Cap Gemini explique ce ralentissement sensible par des problèmes techniques, en majorité. Dont la difficulté qu'ont les constructeurs a faire communiquer leurs technologies de systèmes embarqués avec ces nouvelles solutions. D'autant que beaucoup de ces acteurs avouent accuser du retard en matière d'appréhension du champ d'application, d'intégration des compétences, et de traitement des données.

Les dangers de l' « HyperBuzz »

Mais plus encore, les constructeurs commencent à douter de l'utilité de la frénésie d'investissement du moment sur ces technologies, dans une période que Cap Gemini qualifie d' « HyperBuzz » autour de l'automobile du futur. En clair, les grands noms de l'automobile n'arrivent pas à de trouver de bons cas d’usage à grande échelle, pour prouver les bénéfices et retours sur investissement de ces recherches. Ils en concluent que leur travail prioritaire reste... de fabriquer des voitures et des systèmes de bord simples.
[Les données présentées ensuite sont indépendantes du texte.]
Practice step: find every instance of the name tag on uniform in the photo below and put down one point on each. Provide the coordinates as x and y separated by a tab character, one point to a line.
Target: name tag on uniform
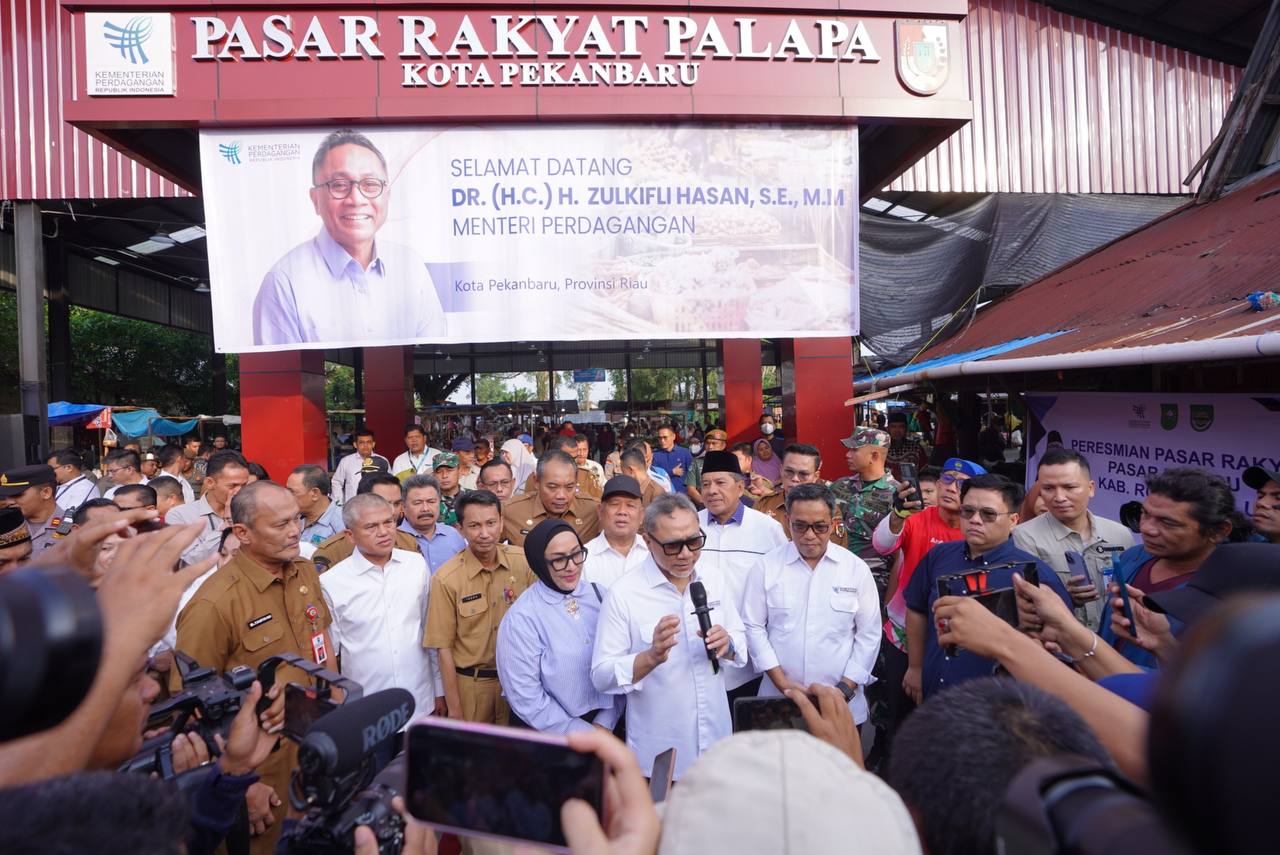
319	648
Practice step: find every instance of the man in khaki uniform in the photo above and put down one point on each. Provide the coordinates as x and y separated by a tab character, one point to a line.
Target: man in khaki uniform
264	602
800	465
470	594
553	495
338	547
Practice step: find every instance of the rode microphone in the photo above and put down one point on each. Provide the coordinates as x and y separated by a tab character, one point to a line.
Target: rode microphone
698	593
339	743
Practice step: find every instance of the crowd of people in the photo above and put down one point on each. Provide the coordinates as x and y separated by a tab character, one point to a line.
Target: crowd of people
622	588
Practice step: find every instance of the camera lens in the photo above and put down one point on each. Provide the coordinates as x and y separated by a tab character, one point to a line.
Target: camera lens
50	644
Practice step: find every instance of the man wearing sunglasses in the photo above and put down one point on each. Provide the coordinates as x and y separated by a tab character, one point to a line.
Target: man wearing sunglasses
988	512
343	284
649	645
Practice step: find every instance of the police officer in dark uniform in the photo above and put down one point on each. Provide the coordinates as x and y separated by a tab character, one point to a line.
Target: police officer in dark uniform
31	489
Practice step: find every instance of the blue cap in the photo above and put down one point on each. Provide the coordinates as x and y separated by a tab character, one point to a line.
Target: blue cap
964	467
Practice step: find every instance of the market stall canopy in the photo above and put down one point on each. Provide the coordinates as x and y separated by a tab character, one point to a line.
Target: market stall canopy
140	423
62	412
D'autant que malgré les milliards de dollars investis par toutes les grandes enseignes mondiales du secteur, Google, Microsoft ou Intel qui ont travaillé à ces modèles et solutions depuis des années, possèdent une longueur d'avance incomparable aussi bien dans la sophistication des systèmes que dans leur capacité à pouvoir les appliquer à une multitude de domaines, y compris l'automobile. Le système d'alliances semble donc bien plus profitable.

Phase de rationalisation

Les constructeurs poursuivent leur processus de rationalisation des investissements et des priorités, préférant s'allier ou partager les coûts de développements pour certaines technologies (notamment l'autonomie), réservant le gros de leurs capitaux pour les dynamiques de transition les plus urgentes, notamment l'électrification et l'optimisation des moteurs thermiques.

Le meilleur exemple de ce phénomène est sans doute l'alliance entre Google et l'Alliance Renault-Nissan-Mitsubishi : Google, qui renoncé a développer à grande échelle une véritable voiture autonome, s'est allié au plus grand fabricant de voitures du monde, dont c'est le métier, et qui va profiter des solutions technologiques du géant américain. Le tout autour d'un projet précis de taxi autonome, avec un véritable modèle économique à la clé.

Preuve que les constructeurs automobiles mondiaux poursuivent leur travail de rationalisation des investissements, conscients que les vrais défis sont ailleurs, et nécessitent tous les capitaux nécessaires, en évitant de se disperser dans des recherches complexes, coûteuses, et aux retombées économiques incertaines.